China saw 66,000 workplace deaths in 2015 despite strengthened legislation, Chinese authorities said, highlighting often dangerous labour conditions in the world's second largest economy.
The world's workshop also saw 282,000 workplace accidents in 2015, according to a report posted Wednesday on the official website of the National People's Congress (NPC) of China.
Deaths have dropped 50 percent since 2002, with total accidents down from one million in the same year, it said, but insufficient safety precautions in the workplace remain a major problem.
In 2015, the country saw 38 accidents involving over 10 deaths or causing more than 50 million yuan ($7.2 million) of damage, the report said.
"There was a rising tendency to put an emphasis on development while overlooking safety," the report quoted Zhang Ping, vice chairman of the NPC Standing Committee as saying.
Zhang singled out coal mines and steel factories as places where poor safety supervision had resulted in accidents.
Insufficient law enforcement and outdated or even conflicting regulations and standards also caused problems in workplaces, he added.

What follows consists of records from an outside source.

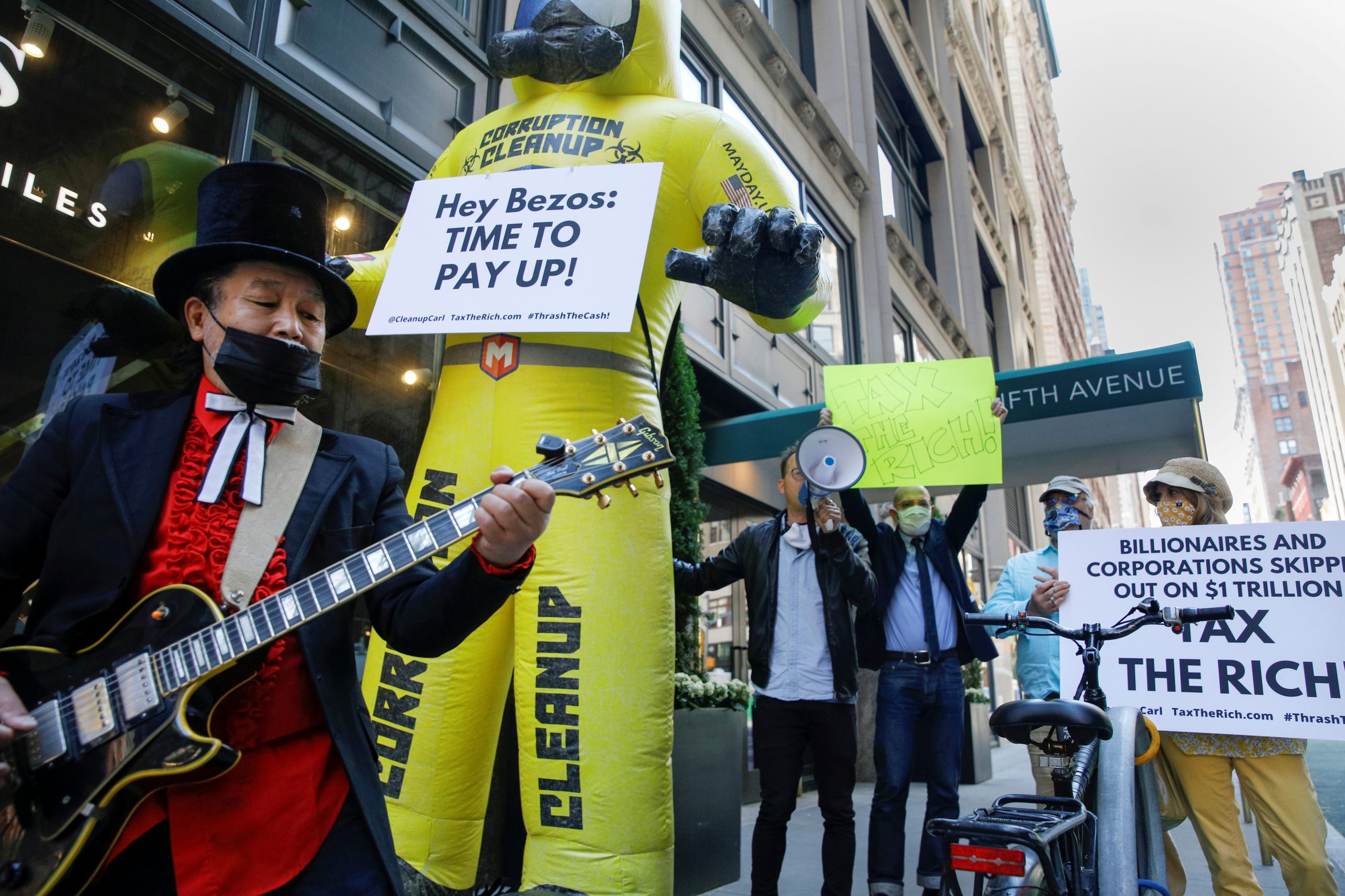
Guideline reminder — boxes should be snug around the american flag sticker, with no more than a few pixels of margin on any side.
[720,175,752,209]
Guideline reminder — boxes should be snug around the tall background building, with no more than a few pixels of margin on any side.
[1274,168,1345,519]
[1079,268,1115,358]
[1216,182,1326,522]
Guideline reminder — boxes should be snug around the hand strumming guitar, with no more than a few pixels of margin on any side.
[476,467,555,562]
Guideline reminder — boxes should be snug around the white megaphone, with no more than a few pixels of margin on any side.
[798,426,869,533]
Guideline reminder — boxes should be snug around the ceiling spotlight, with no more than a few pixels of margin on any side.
[332,192,355,231]
[149,100,191,133]
[19,9,57,59]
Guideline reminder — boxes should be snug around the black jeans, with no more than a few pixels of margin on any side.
[869,655,966,893]
[752,697,857,896]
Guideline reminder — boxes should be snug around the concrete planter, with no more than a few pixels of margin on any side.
[672,709,747,896]
[961,704,994,784]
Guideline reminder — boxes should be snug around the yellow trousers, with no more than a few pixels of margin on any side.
[1162,738,1337,896]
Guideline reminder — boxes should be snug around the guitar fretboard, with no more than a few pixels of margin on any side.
[151,470,531,694]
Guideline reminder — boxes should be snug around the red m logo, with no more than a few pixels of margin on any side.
[481,332,521,379]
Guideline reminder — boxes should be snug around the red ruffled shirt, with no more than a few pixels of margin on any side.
[111,378,350,896]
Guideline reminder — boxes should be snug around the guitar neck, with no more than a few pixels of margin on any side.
[151,470,522,694]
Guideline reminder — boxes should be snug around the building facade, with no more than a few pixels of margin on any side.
[1274,168,1345,519]
[1216,182,1325,522]
[0,0,1088,769]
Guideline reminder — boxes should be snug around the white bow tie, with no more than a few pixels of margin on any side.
[196,391,298,505]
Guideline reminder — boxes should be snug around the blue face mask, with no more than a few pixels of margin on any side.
[1045,505,1084,538]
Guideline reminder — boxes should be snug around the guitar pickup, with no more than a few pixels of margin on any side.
[70,678,117,747]
[113,647,161,718]
[23,700,66,768]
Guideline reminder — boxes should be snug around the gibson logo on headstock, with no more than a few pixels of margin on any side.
[640,426,666,451]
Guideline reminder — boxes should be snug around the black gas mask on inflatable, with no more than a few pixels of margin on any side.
[485,0,640,84]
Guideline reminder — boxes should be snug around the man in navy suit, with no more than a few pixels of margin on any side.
[822,398,1007,896]
[0,163,554,896]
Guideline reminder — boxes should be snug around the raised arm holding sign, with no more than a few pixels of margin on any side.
[1060,457,1345,894]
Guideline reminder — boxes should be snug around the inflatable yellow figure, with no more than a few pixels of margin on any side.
[348,0,826,896]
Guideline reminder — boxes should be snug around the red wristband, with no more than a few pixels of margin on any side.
[468,536,536,576]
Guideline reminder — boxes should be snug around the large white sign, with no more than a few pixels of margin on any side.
[1060,522,1345,740]
[367,161,663,335]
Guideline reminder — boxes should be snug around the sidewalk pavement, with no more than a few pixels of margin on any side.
[710,741,1345,896]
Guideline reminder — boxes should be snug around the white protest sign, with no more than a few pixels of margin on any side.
[1060,522,1345,740]
[367,161,663,335]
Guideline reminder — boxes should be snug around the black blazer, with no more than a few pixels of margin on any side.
[0,389,523,892]
[841,486,999,669]
[672,511,874,700]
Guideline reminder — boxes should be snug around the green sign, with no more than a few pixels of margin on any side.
[822,358,1003,488]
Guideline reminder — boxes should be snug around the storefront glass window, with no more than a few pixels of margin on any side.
[250,103,441,486]
[0,3,237,482]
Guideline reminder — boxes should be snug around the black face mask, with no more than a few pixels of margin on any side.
[210,311,323,407]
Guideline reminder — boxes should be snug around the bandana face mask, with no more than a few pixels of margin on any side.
[1154,498,1196,526]
[1045,505,1085,538]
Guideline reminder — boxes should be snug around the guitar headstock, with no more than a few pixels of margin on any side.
[527,416,675,507]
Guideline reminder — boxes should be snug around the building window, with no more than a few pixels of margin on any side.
[977,239,1003,370]
[892,312,913,363]
[753,0,818,88]
[803,203,850,363]
[0,3,240,482]
[869,13,937,275]
[250,109,428,495]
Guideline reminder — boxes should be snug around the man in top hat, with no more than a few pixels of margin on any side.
[0,161,554,896]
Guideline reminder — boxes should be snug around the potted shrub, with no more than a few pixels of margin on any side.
[961,659,994,784]
[672,673,749,896]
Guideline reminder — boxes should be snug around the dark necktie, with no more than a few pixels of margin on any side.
[911,536,939,662]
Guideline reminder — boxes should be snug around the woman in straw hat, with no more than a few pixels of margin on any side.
[1145,457,1337,896]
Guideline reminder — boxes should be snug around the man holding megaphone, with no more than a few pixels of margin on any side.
[674,439,874,896]
[821,398,1009,896]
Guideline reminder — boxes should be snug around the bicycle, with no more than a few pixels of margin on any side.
[928,597,1234,896]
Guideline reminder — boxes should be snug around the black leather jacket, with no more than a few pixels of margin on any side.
[672,513,874,700]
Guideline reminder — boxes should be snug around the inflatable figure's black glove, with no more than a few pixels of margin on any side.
[663,204,822,320]
[63,283,187,360]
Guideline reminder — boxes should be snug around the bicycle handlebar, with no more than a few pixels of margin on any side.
[963,606,1234,640]
[1181,607,1234,621]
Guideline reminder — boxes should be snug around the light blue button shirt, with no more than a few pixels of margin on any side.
[980,545,1073,700]
[882,533,958,654]
[757,538,835,700]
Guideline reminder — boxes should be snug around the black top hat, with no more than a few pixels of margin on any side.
[154,161,356,336]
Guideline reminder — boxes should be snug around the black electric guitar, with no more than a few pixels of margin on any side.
[0,417,672,896]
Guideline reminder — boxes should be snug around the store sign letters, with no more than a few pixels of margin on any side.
[367,163,663,335]
[1065,522,1345,740]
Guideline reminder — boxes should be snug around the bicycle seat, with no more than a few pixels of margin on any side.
[990,700,1111,745]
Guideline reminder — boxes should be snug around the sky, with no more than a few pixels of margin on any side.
[1045,0,1345,503]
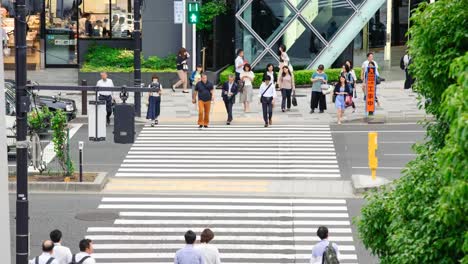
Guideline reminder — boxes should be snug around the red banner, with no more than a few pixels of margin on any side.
[366,67,375,113]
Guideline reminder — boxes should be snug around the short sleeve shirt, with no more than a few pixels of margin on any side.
[195,81,214,102]
[312,72,328,92]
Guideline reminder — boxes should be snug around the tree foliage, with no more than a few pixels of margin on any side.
[356,0,468,264]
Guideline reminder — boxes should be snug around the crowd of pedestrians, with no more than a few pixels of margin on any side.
[29,226,340,264]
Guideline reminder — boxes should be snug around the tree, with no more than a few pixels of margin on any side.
[356,0,468,264]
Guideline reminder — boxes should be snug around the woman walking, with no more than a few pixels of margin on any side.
[172,48,190,93]
[146,75,163,127]
[278,66,296,112]
[258,76,276,127]
[240,64,255,112]
[333,75,351,125]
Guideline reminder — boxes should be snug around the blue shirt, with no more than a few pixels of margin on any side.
[312,72,328,92]
[174,245,204,264]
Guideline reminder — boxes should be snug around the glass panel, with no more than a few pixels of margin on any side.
[79,0,110,38]
[254,52,279,72]
[272,18,325,69]
[245,0,294,43]
[45,0,77,65]
[302,0,354,41]
[111,0,133,38]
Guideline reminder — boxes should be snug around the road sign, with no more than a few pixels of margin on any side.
[174,1,184,24]
[366,67,376,114]
[187,2,200,24]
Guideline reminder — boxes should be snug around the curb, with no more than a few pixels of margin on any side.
[8,172,109,192]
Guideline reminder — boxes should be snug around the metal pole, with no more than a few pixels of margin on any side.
[15,0,29,264]
[133,0,141,117]
[81,80,88,115]
[0,14,11,263]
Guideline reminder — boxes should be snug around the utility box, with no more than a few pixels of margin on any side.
[88,101,107,141]
[114,103,135,144]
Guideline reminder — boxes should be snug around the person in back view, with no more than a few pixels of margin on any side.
[310,226,340,264]
[197,228,221,264]
[29,240,59,264]
[50,229,72,264]
[174,230,205,264]
[71,239,96,264]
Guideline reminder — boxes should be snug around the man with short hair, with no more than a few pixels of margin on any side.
[50,229,72,264]
[71,239,96,264]
[192,74,214,128]
[222,74,238,125]
[96,72,114,125]
[310,226,340,264]
[174,230,205,264]
[29,240,59,264]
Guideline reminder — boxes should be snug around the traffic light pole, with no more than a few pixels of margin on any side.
[15,0,29,264]
[133,0,141,117]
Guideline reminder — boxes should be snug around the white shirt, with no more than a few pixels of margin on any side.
[52,243,72,264]
[234,56,244,74]
[196,243,221,264]
[96,78,114,96]
[75,252,96,264]
[258,82,276,98]
[240,71,255,85]
[29,252,59,264]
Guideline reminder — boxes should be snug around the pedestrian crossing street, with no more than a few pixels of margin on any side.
[115,125,340,179]
[87,195,358,264]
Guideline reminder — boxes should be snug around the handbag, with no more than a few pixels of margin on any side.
[291,90,297,106]
[260,83,271,103]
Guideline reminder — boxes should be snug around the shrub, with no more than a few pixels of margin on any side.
[219,66,361,87]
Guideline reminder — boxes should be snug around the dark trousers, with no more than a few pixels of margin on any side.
[223,96,235,122]
[262,97,273,124]
[310,91,327,111]
[99,94,112,122]
[281,89,292,109]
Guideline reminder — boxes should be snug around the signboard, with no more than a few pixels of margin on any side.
[174,1,185,24]
[366,67,376,113]
[187,2,200,24]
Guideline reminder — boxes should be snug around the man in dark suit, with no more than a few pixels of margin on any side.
[222,74,238,125]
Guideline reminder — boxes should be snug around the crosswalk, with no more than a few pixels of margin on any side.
[87,195,358,264]
[115,125,340,179]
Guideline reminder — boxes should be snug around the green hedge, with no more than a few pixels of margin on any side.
[219,66,361,87]
[80,45,176,72]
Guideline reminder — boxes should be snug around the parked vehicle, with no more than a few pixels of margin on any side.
[5,80,77,121]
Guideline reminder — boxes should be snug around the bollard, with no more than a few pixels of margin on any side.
[81,80,88,115]
[78,141,84,182]
[368,132,378,180]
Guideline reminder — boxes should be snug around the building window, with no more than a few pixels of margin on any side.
[79,0,133,39]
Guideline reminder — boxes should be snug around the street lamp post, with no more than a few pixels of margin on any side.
[15,0,29,264]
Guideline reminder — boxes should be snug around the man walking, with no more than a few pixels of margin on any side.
[310,226,340,264]
[50,229,72,264]
[71,239,96,264]
[222,74,238,125]
[174,230,205,264]
[29,240,59,264]
[96,72,114,125]
[192,74,214,128]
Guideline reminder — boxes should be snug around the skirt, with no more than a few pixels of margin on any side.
[240,85,253,103]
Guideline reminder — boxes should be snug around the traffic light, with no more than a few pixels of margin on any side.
[187,2,200,24]
[368,132,378,180]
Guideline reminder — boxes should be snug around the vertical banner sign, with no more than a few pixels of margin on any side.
[366,67,375,113]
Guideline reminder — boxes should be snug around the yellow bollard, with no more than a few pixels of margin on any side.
[368,132,378,180]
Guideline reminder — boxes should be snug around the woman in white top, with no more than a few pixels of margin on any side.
[197,228,221,264]
[240,64,255,112]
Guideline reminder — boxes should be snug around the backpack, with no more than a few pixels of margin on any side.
[70,254,90,264]
[34,257,55,264]
[322,242,340,264]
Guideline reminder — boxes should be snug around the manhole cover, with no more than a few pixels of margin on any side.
[75,210,119,221]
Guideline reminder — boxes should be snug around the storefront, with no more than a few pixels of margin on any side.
[0,0,133,70]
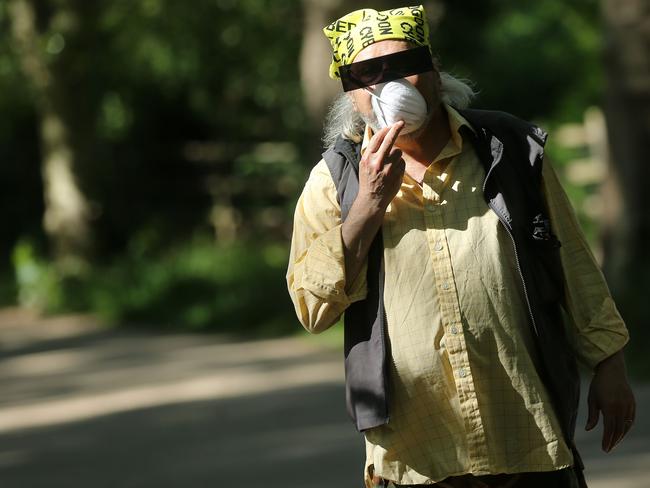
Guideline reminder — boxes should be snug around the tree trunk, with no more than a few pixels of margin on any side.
[9,0,90,266]
[602,0,650,370]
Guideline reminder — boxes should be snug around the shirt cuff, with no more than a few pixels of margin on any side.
[560,297,630,371]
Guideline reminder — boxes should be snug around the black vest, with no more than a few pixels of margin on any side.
[323,109,586,486]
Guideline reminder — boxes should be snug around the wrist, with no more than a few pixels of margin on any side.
[594,350,625,373]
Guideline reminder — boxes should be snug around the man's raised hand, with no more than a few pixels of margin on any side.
[357,121,405,211]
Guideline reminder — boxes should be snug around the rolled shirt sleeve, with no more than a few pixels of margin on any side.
[287,160,367,333]
[542,162,629,371]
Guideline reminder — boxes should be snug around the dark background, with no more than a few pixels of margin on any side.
[0,0,650,376]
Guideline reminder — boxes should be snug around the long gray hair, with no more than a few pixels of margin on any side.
[323,72,476,147]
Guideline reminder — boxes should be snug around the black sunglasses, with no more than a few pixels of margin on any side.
[339,46,433,91]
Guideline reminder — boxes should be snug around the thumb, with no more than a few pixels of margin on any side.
[585,397,600,430]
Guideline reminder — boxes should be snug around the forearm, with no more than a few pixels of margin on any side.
[341,197,385,283]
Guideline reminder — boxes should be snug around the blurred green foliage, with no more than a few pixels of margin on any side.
[0,0,624,350]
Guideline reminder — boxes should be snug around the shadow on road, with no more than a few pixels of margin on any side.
[0,310,650,488]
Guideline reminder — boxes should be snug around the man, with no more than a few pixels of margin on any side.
[287,6,635,488]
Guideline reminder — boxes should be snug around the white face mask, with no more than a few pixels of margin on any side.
[365,78,428,134]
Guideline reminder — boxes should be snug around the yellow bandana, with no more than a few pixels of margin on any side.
[323,5,431,79]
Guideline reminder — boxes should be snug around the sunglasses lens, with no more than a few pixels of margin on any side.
[339,46,433,91]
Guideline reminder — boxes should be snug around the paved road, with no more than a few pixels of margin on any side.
[0,309,650,488]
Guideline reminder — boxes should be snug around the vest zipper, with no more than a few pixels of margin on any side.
[483,182,539,337]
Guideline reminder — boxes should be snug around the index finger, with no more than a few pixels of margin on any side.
[366,127,389,153]
[377,120,404,154]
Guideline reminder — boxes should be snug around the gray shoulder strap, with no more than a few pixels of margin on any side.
[323,137,361,220]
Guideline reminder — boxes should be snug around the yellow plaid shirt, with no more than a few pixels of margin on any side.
[287,106,628,487]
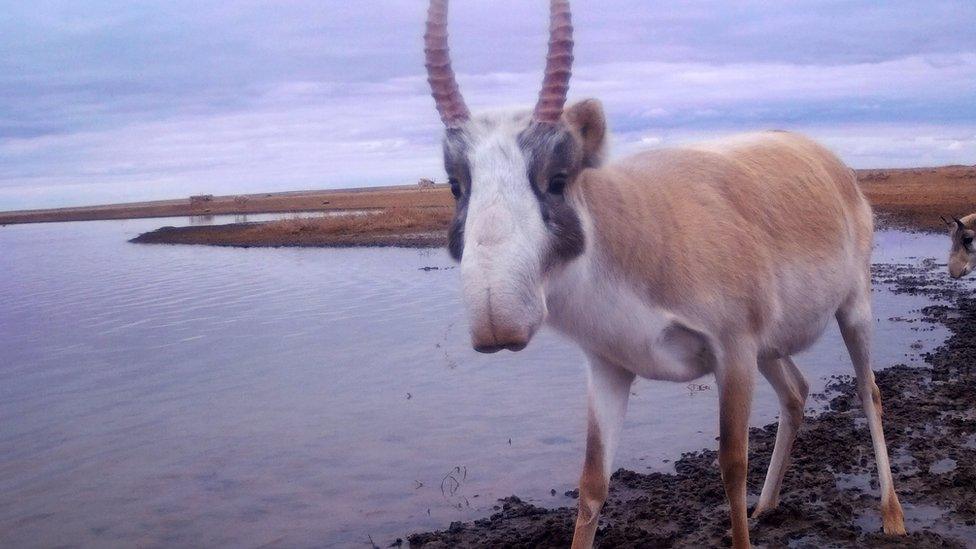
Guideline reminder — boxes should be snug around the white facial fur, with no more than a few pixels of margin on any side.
[461,113,549,351]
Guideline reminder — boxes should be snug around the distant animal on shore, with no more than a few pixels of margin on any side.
[425,0,905,548]
[942,213,976,278]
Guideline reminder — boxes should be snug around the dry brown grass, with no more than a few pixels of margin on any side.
[133,207,453,247]
[264,203,454,235]
[857,166,976,231]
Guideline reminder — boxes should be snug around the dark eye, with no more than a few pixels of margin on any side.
[549,173,568,194]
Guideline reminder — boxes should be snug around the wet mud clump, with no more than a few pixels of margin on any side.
[408,263,976,548]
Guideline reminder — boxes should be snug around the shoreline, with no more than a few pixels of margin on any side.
[0,165,976,241]
[131,166,976,248]
[406,262,976,549]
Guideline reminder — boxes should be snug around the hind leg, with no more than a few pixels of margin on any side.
[752,357,809,517]
[837,292,905,535]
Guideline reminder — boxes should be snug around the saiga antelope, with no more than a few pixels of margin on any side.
[424,0,905,547]
[942,214,976,278]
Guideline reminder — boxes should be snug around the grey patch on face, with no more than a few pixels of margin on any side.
[444,129,471,261]
[519,122,586,261]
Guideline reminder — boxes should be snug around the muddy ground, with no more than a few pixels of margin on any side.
[407,263,976,548]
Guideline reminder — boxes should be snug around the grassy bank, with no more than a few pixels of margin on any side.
[132,207,454,248]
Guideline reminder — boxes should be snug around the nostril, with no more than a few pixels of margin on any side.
[474,339,529,354]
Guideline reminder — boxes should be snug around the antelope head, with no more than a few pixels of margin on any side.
[424,0,606,352]
[942,217,976,278]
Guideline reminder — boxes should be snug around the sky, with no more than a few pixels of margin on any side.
[0,0,976,210]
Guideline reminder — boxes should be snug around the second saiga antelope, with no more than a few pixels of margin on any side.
[425,0,905,548]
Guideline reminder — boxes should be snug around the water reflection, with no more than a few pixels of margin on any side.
[0,222,960,547]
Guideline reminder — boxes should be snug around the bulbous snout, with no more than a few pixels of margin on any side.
[461,212,546,353]
[465,285,545,353]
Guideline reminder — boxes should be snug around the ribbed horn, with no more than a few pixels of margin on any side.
[424,0,471,128]
[533,0,573,124]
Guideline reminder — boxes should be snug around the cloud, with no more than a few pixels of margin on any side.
[0,0,976,209]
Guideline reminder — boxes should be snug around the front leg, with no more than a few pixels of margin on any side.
[715,344,757,549]
[573,356,634,549]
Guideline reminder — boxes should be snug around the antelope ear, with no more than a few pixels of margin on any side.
[563,99,607,168]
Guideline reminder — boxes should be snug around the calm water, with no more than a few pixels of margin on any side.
[0,218,946,547]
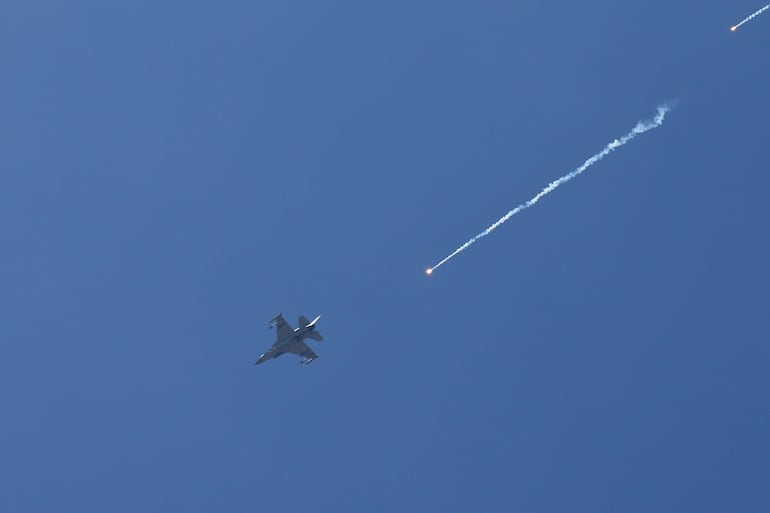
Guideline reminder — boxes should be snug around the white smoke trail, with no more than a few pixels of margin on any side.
[730,4,770,32]
[425,103,673,274]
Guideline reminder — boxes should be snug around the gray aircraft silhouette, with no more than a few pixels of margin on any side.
[254,314,323,365]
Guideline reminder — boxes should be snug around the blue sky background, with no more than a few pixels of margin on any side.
[0,0,770,513]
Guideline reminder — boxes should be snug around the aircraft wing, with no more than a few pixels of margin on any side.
[273,314,294,340]
[286,340,318,360]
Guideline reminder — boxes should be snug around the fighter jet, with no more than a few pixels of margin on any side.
[254,314,323,365]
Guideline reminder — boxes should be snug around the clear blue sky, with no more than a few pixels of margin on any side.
[0,0,770,513]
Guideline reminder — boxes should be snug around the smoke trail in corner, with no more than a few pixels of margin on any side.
[425,103,673,274]
[730,4,770,32]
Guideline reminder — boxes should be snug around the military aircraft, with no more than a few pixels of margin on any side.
[254,314,323,365]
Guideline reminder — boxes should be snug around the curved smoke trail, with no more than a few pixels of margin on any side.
[426,103,672,274]
[730,4,770,32]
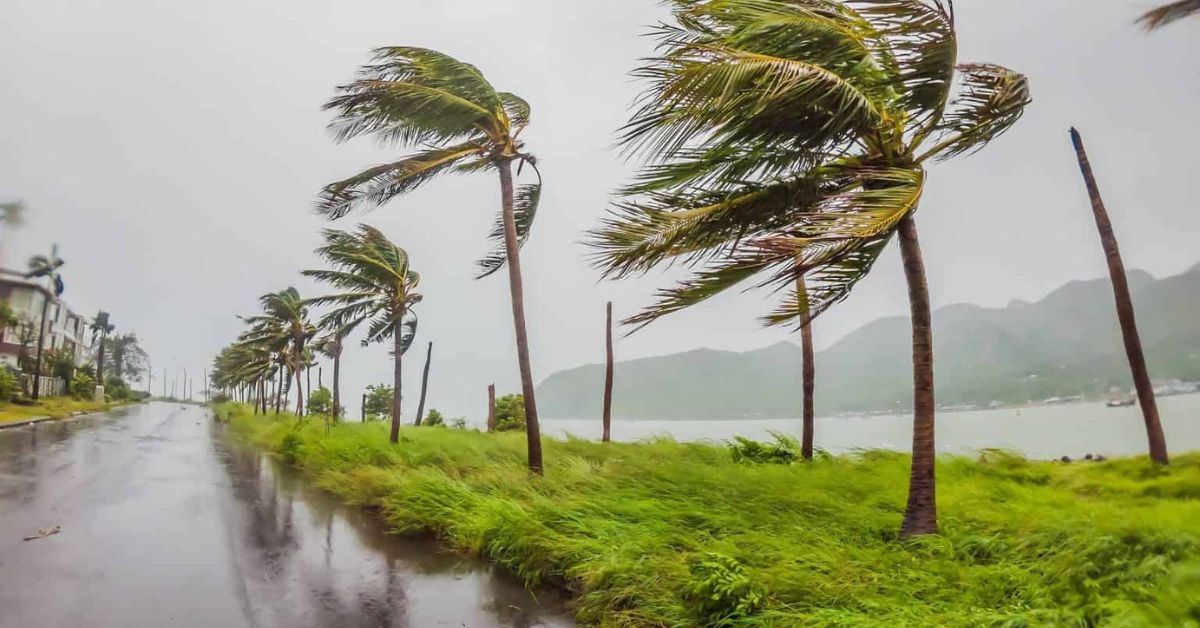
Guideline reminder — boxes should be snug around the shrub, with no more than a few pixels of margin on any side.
[496,394,524,432]
[0,367,20,403]
[730,432,800,465]
[689,552,762,627]
[421,408,446,427]
[307,387,334,414]
[71,369,96,400]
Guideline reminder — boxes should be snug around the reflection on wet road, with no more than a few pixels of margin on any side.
[0,403,572,628]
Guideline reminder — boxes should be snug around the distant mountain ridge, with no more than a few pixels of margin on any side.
[538,264,1200,419]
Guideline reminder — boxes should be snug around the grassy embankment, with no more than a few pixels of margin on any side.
[0,396,115,424]
[218,406,1200,627]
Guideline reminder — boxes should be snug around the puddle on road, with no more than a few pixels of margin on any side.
[212,423,575,628]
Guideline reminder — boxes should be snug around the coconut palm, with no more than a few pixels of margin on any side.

The number of deaths was slightly down from the 68,061 recorded by the National Bureau of Statistics in 2014, while the number of accidents dipped from the 290,000 reported by the official Xinhua news service for the same year.
China has seen a number of serious industrial accidents in 2016.
In early December, two separate coal mine blasts in Inner Mongolia and northeast Heilongjiang province killed 59.
A further 33 miners were killed in a colliery explosion on October 31 in the southwestern municipality of Chongqing, and in September at least 18 were killed in a mine blast in the northwestern Ningxia region.